The first phase of Infinity opens April 12 and is being heralded as a “scientific Disney World” for the Gulf Coast that will introduce tourists, school children and other visitors to the mission and work of the John C. Stennis Space Center.
“Obviously for the Gulf Coast it’s a major drawing point,” said Stennis director Patrick Scheuermann. “Not only for students to be inspired to pursue science, technology, engineering and math majors but for the community to understand what incredible capability exists in our own backyard.”

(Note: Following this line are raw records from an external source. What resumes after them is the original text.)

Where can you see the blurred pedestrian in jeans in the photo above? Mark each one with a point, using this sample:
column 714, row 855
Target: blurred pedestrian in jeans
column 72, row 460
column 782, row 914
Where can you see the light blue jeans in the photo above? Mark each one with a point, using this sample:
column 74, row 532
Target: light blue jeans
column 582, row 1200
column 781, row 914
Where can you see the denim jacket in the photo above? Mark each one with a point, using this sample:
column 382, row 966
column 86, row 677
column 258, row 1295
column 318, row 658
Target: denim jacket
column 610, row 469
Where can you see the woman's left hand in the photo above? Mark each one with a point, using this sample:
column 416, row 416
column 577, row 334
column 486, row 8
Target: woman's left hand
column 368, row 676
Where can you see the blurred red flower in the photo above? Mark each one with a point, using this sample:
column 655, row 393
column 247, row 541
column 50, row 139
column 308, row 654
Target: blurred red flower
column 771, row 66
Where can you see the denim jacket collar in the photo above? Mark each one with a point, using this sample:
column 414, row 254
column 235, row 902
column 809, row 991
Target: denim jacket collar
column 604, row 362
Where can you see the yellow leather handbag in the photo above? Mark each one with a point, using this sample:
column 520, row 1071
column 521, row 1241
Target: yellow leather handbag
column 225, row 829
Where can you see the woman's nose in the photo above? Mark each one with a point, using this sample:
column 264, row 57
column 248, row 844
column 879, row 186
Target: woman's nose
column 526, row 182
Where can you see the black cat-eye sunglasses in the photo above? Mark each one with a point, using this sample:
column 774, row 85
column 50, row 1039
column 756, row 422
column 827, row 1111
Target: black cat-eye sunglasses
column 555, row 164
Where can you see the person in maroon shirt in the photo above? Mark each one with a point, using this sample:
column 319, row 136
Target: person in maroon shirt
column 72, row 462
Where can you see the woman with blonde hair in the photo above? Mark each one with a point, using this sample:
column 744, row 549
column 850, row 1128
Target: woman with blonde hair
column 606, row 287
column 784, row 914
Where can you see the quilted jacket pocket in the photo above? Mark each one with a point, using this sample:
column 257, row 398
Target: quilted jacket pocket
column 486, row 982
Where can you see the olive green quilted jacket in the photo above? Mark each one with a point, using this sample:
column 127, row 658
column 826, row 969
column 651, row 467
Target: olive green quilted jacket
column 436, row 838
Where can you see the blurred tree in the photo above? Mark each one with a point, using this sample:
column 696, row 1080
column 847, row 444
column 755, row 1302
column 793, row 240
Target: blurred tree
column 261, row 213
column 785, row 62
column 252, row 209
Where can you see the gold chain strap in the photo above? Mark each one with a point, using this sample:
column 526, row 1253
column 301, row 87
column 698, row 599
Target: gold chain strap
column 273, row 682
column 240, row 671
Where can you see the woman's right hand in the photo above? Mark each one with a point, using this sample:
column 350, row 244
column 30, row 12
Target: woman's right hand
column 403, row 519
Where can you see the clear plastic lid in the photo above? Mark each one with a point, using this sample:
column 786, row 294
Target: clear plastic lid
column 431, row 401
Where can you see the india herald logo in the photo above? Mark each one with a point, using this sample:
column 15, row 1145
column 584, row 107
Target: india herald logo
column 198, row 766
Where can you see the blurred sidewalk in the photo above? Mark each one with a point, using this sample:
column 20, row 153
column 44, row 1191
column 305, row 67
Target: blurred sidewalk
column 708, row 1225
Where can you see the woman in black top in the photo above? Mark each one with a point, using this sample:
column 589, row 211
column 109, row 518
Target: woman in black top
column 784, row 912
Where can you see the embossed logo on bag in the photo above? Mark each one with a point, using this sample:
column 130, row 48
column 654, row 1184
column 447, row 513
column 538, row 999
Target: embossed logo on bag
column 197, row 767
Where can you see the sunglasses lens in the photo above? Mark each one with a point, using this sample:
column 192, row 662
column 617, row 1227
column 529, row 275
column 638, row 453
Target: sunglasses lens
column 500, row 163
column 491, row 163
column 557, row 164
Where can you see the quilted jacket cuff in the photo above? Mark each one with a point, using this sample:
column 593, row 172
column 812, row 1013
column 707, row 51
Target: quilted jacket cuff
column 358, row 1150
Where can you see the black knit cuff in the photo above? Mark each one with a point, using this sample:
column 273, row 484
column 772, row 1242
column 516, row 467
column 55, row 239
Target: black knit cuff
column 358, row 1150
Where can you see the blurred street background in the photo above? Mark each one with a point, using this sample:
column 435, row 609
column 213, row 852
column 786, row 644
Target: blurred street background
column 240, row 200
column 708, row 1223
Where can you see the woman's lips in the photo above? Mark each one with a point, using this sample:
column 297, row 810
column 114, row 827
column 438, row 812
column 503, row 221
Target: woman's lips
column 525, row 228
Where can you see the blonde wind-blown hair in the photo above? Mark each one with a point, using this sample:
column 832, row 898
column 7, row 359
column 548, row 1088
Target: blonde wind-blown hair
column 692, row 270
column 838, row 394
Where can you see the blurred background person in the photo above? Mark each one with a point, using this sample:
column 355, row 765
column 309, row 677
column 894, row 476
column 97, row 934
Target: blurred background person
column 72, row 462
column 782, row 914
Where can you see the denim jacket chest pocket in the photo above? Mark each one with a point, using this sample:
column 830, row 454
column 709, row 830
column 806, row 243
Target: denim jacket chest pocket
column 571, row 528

Stennis Space Center has been testing rocket engines for NASA since the early days of the space race in the 1960’s. Famous rocket scientist Wernher von Braun coined the phrase, “In order to get to the Moon you have to go through south Mississippi.” Infinity visitors will get to see the typewriter and desk that Dr. von Braun used when he worked at Stennis. They are just some of the many historic gems Infinity has secured from NASA and other partnerships.
Clearing the tower
The opening of Infinity is a full-circle moment for Scheuermann, who was a propulsions engineer at Stennis in 1998 when then director Roy Estess told him about his idea for a space center museum.
The need for an off-site museum grew following the terrorist attacks of Sept. 11, 2001. Government agencies were looking for ways to preserve and protect their heritage while also making it available to the public. Scheuermann remembers being asked to help oversee the purchase of a piece of land in rural Hancock County that would become the future site of Infinity.

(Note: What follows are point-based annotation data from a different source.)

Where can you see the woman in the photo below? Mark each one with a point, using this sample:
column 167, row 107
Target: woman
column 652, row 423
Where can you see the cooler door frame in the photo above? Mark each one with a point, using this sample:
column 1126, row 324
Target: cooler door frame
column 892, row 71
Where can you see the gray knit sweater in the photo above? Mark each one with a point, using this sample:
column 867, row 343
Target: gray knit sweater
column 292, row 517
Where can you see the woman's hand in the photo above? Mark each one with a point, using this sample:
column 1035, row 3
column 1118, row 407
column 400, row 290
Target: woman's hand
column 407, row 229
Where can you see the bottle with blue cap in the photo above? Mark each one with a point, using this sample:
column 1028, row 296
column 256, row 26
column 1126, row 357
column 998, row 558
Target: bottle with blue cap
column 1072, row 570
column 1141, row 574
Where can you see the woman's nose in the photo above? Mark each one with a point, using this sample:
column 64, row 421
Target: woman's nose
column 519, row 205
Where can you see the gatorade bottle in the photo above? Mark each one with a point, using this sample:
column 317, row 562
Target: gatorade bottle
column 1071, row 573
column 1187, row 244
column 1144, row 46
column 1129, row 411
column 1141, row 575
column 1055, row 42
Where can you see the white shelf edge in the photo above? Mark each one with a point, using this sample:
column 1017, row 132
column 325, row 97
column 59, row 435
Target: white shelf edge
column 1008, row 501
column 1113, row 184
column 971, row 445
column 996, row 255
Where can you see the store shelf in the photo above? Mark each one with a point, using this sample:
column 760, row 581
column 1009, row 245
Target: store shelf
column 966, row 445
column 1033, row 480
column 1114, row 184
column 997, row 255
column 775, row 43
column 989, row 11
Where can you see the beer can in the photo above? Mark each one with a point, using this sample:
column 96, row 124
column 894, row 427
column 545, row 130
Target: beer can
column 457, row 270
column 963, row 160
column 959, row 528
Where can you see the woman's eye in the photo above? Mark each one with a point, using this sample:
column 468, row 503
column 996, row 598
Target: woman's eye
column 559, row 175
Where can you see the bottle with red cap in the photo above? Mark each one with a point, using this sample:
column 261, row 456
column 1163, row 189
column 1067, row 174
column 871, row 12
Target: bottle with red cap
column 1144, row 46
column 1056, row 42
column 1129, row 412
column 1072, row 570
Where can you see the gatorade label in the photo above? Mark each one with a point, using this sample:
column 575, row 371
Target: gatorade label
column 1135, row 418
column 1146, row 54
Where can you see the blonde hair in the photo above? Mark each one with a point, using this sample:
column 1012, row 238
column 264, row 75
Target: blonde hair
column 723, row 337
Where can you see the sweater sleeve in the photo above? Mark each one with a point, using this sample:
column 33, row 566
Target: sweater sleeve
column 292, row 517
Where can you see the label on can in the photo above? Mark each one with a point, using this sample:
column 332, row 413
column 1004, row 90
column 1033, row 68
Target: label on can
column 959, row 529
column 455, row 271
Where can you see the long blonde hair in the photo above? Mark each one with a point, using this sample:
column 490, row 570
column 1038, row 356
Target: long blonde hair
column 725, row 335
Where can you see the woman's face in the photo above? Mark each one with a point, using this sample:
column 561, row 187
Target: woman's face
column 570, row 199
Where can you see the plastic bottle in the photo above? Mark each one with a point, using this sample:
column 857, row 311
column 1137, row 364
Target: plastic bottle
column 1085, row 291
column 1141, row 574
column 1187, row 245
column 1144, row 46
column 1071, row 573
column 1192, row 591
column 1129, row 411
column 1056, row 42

The vision for Infinity and the site itself has since weathered Hurricane Katrina, nationwide recession and even dramatic changes in NASA and the United States’ role in space exploration. Exhibits will not only highlight Stennis’ space race past but also its deep space future as the center continues testing engines for the commercial sector and for future NASA missions to Mars.
Estess wasn’t the only one to help Infinity “clear the tower” to borrow the NASA colloquialism. Another Gulf Coast pioneer was the late Hancock Bank president Leo Seale Jr., who encouraged his successor George Schloegel to finish the center as chairman of Infinity’s non-profit project management board.
Now the mayor of Gulfport, Schloegel can’t wait to help cut the ribbon.
“This is a momentous day for Mississippi and Louisiana,” Schloegel said, adding that for Stennis it is a day rivaled only by May 25, 1961. That was the day President John F. Kennedy revealed his goal of landing an American on the Moon to a joint session of Congress.
“Approximately 70,000 cars a day motor along I-10,” Schloegel said. “As they stop at the welcome center coming in from Louisiana this will be a truly outstanding way to say, ‘Look at what we’re doing in Mississippi.’”
“A hands-on, interactive, science experiment”
While counting cars and ticket sales is a short-term economic indicator, Infinity’s board members hope the promotion of science, technology, engineering and math (STEM) will encourage increased interest and growth in these job sectors.
Leading that charge is Infinity vice chairman and Biloxi native Fred Haise. While Haise is famous for his role as a crewman aboard the ill-fated Apollo 13 mission, the retired engineer is spending his current days making sure Infinity is a place where children can educated and encouraged to meet their potential.
The mission of the NASA Educator Resource Center is summed up by a creative statue of the Space Shuttle shooting off to space on a plume of numbers.
Stennis spokesman Paul Foerman said the center will be a staging area for local school kids to enjoy educational activities not available to the general public. Teachers can also find their own inspiration and ideas from the many resources Infinity will have at its disposal.
One of those resources is the Destiny, a full-scale mock-up of a real scientific laboratory currently operating aboard the International Space Station. Students can learn about space food, gardening in space and see how astronauts conduct experiments in the weightlessness of outer space.
Students and teachers can also camp out at the “Science on a Sphere” exhibit, a stunning collection of science-based episodes that are projected onto a giant sphere hanging from the ceiling. It offers viewers a 360-degree look at earth, the Moon, the Sun and a number of planets.
Foerman was on hand the day the Haise Apollo 13 spacesuit was brought it. He said a Smithsonian historian was on hand to supervise and that a stretcher was used to bring the preserved suit in the museum and up the stairs to the NASA gallery. “They told me they sometimes use coffins,” he said.
Scheuermann, who was an astronaut candidate himself in 1998, said that while Fred Haise is a national hero and can be involved in anything anywhere in the United States, he was happy to help his home state with Infinity.
“He’s ecstatic about it,” Scheuermann said. “People always want to talk about his Apollo 13 days but what he’s more excited about is what he can do to inspire kids — so one of those kids especially somebody who’s a native Mississippian can one day take his place to set foot on Mars.”